アラカルト Macの知恵の実

パスワードはもういらなくなるの?

文●牧野武文

フリーライター・牧野武文氏が消費者目線でApple周りの事象を独自の視点で考察。

iPhone Xは、iPhone10周年にふさわしい過去の総決算と未来への萌芽を併せ持つ機種となった。特に個人的に注目しているのが、フェイスID(Face ID)だ。これにより、世の中に顔認証が普及するのではないかと期待が高まる。生体認証の普及で、あの面倒なパスワードはもう使わなくてよくなるのだろうか。これが今回の疑問だ。

 

次の10年を見据えたフェイスIDの先進性

iPhone Xがかなりの人気だ。私の周りでも「iPhone Xを買うためにiPhone 8は買い控えた」という人が結構いる。ベゼルレスデザイン、OLED採用、ワイヤレス充電など、これまでiPhoneが目指してきたものの集大成になっていると感じたユーザが多いのだろう。個人的に未来を感じたのがフェイスIDだ。顔認証技術を搭載したことで、iPhoneは次の10年もモバイルの世界をリードしていくだろう。

もちろん顔認証技術は最近のものではない。10年ほど前からすでに実用として使われ始めていたが、機器が高価なため特定の用途に限定されて使われきた経緯がある。また、プライバシー侵害の問題もあって広く普及しなかった。このハードルを、アップルはやすやすと乗り越えて見せた。11万2800円からというiPhone Xの価格は「顔認識端末の価格」として見ても激安であり、なおかつ個人が使うものだからプライバシー侵害の問題もクリアできる。なにより、世界中で膨大な台数が使われるiPhone Xにより「顔認識端末」が一気に広く普及するインパクトは大きい。

ユーザ体験を劇的に改善する顔認証

顔認証が素晴らしいのは、さまざまなシーンでユーザ体験を劇的に改善できる点だ。たとえば、カフェを考えていただきたい。都心にある多くのカフェは、ユーザ体験は最悪の状態に近い。混雑時は、まず注文レジに並び、さらに商品の受け取りカウンターの前で待たなければならない。さらには「ご注文の前にお席の確保をお願いします」などと、およそ客がやるべきではないことまでしなくてはならない。店舗側は顧客から「決済」「オーダー」「座席」の3つの情報を知るために、顧客のユーザ体験を犠牲にしても、カウンターに並ばせなければならないのだ。

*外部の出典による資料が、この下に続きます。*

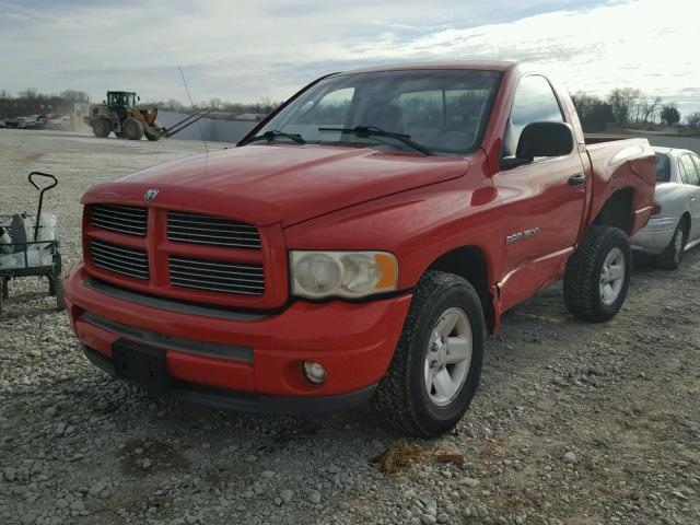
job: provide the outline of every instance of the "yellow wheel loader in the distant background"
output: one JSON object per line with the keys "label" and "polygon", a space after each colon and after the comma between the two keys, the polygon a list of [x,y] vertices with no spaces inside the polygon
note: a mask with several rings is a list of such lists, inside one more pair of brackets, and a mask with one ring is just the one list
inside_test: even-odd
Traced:
{"label": "yellow wheel loader in the distant background", "polygon": [[158,107],[142,109],[137,106],[137,101],[140,98],[136,93],[108,91],[106,103],[90,106],[90,114],[84,117],[85,124],[92,128],[95,137],[104,138],[114,132],[120,139],[141,140],[145,136],[149,140],[160,140],[161,137],[172,137],[212,112],[207,107],[198,109],[165,128],[155,120]]}

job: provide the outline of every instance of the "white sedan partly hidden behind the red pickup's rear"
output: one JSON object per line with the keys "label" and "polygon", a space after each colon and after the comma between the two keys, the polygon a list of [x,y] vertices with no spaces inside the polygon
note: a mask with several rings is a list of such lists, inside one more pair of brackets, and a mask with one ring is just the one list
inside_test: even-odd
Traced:
{"label": "white sedan partly hidden behind the red pickup's rear", "polygon": [[656,191],[649,223],[632,238],[632,248],[651,254],[673,270],[686,249],[700,244],[700,156],[688,150],[654,147]]}

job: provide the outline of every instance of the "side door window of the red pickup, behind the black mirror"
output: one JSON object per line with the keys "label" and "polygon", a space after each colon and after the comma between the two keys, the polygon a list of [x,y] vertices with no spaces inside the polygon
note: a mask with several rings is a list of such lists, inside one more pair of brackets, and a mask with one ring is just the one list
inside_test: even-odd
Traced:
{"label": "side door window of the red pickup, behind the black mirror", "polygon": [[517,84],[503,137],[502,156],[515,155],[523,128],[530,122],[541,121],[563,122],[564,118],[547,79],[533,74]]}

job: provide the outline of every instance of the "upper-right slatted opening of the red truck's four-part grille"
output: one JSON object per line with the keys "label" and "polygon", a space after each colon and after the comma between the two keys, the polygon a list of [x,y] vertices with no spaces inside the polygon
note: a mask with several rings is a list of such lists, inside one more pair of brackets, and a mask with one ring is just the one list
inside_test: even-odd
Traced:
{"label": "upper-right slatted opening of the red truck's four-part grille", "polygon": [[260,249],[253,224],[198,213],[167,212],[167,238],[177,243]]}

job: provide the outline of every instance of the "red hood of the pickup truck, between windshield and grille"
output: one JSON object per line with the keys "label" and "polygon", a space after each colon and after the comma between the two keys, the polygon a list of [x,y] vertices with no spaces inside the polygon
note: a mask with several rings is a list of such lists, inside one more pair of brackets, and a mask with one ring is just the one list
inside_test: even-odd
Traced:
{"label": "red hood of the pickup truck, between windshield and grille", "polygon": [[462,176],[462,158],[369,148],[252,144],[168,162],[91,188],[83,203],[149,206],[283,226]]}

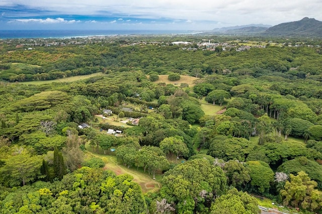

これが、顔認証技術を取り入れることで劇的に改善する。その実例がすでに中国浙江省杭州市にある。IT企業アリババとケンタッキーフライドチキンが協力して出店したレストラン「KPRO」だ。KPROでは入口に大きなタッチパネルが用意されていて、その前に立つと顔認証が行われる(自分の顔写真はあらかじめスマートフォンアプリに登録し、スマホ決済口座と紐づけておく)。

すると、次にメニュー一覧が現れるので、食べたいものをタッチして選ぶ。座席表が表示され、空いている座席をタッチ。あとは、指定した座席に座っていれば注文した料理をスタッフが運んできてくれる。食べ終わったら食器を返却口に返してそのまま帰ればいい。代金は自動的にスマホ決済から引き落とされる。

ここでは「注文レジに並ぶ」「商品カウンターに並ぶ」「座席を確保する」というユーザ体験の問題点が見事に解消されている。しかも、スタッフ側の業務負担も大きく軽減される。レジ業務、フロア業務(座席への誘導)が不要になるからだ。

KPROでは、この顔認証をSmile to Pay(スマイル決済)と呼んでいる。将来は顔認証プロセスをステルス化して、メニューと座席を選択している間に顔認証を済ませるという。まさに理想的な「顔パスレストラン」が実現寸前なのだ。